Subsequently, we dynamically select the computation device for the library torch to utilize. CUDA (Compute Unified Device Architecture) is a parallel computing framework developed by NVIDIA that enables developers to harness the computational power of Graphics Processing units (GPUs) for general-purpose computing tasks. If an NVIDIA graphics processor unit is available, it is utilized for enhanced computational performance. Otherwise, the CPU is used by default. A GPU significantly improves the model's performance, especially for computationally intensive tasks such as diffusion processes. While there are alternatives like ROCm (developed by AMD), MPS (Apple Silicon), and OpenCL, most online tutorials and resources are designed and developed with NVIDIA CUDA, making it necessary to purchase solely NVIDIA graphic cards for machine learning tasks.

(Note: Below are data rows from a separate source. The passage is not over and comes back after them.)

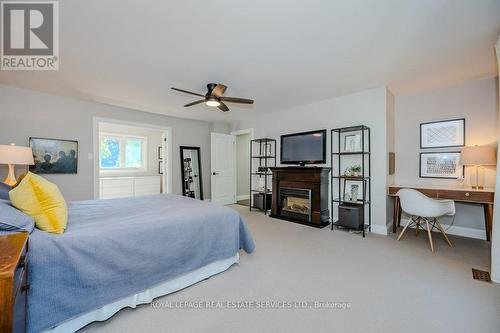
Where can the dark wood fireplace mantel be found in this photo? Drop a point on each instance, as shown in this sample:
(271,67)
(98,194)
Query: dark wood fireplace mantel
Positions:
(314,179)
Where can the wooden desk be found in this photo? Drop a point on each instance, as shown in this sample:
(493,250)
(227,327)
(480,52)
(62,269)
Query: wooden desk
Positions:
(459,194)
(13,282)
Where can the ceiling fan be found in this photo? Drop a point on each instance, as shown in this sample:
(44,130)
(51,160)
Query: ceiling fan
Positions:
(214,97)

Last but not least, we access the diffusion pipeline class, which abstracts away many of the complexities of working with diffusion models. We load the above pre-trained models and use the appropriate device to perform computations based on a given text input.

These seven lines of code have been integral to my practices, with minor alterations such as using different models or generation methods. Nonetheless, this code has consistently been the foundation for my artistic work, enabling the practical use of state-of-the-art image generation methods. Images seem to magically appear through it, with complex processes greatly simplified for direct usage.

Despite the reduction of complexity, code remains essential to artistic practices in AI, becoming abstract lines of text that can be copied, pasted, and executed across various machines to perform multiple tasks.

Just last week, I was struggling to connect my computer to a wireless printer. How did this phenomenon of generating an image come to be?